Acceptance; is it just another word for settling???
I don’t think so and if you stick with me, I’ll tell you why…
I have a really good friend who struggles immensely with acceptance. We have talked about it in depth and she always goes back to the argument that if she is willing to accept things as they are at this exact moment that it means she is satisfied with how things are and she sees that as settling for less. Clearly she is not satisfied with how things are in her life and desperately wants things to change, but she has been unable to make any lasting change up to this point, and we have been having this same conversation for years.
Watching my friend struggle all these years is heartbreaking.

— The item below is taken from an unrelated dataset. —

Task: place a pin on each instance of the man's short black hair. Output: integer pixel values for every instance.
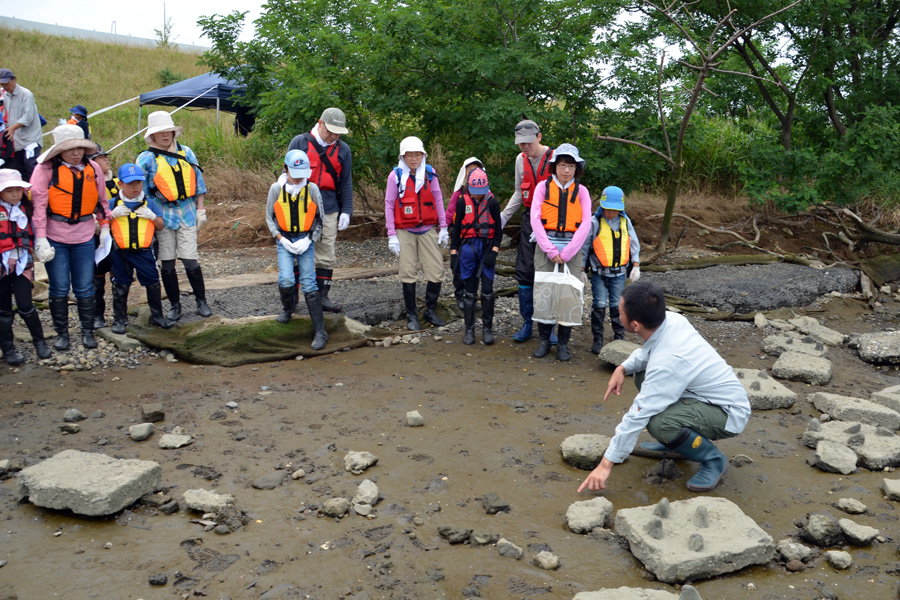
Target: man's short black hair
(645, 303)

But I honestly think that if she could simply accept exactly where she is right now, lovingly and without judgment, she could begin to make lasting changes in her life. And, I believe, those changes would stick! Here’s why…..
When you settle for something, you give up on the chance that there could ever be anything else. So to me, settling is essentially giving up. Acceptance on the other hand, is simply that…..accepting what is, right now. Nothing more, nothing less.
My friend wants to make changes in her life, big changes, scary changes, but she can’t accept where she is right now. I think that’s the sole reason why she has been going in circles for years. If she can’t accept how things are right now then how is she ever going to get to where she wants to be? To me, this is like taking a road trip from New York City to San Francisco without a map. Once you have driven around 1500 miles you know you are some where in the middle, maybe, you think, but you aren’t quite sure and you don’t have a map. So you just wing it, take a wild guess where you might be and pray that eventually you will make it to San Fran. It’s totally within the realm of possibility that you will get there, but it might not be the most pleasurable trip. You will probably miss a lot of spectacular views along the way and I would be willing to bet that the trip will be filled with a lot of anxiety and angst. Unless of course, you like being lost. Me?? Not so much.
Wouldn’t it be easier to pull out a map and take a few minutes to figure out exactly where you are? Once you know EXACTLY where you are, then you can decide if you would like stay there. I’m sure there are plenty of people in North Platte, NE that think it’s a lovely place and would never want to be anywhere else. But if you don’t want to stay there, at least now you know where you are, and you can map out your route. However long or short you want the trip to be is totally up to you. But the point is, now that you know exactly where you are, you can decide where you want to go. And, if you know exactly where you are starting, you will always be able to look back and see how far you have come.
There is actually a term for this coined by positive psychologist Tal Ben Shahar. It’s called “Active Acceptance”. He says, “Active acceptance is about recognizing things as they are and then choosing the course of action we deem appropriate and worthy of ourselves.” We need to be aware of how things are at this exact moment and then choose to accept those things lovingly and without shame or judgment. Change is never easy, but loving what is, is the first step to making lasting changes.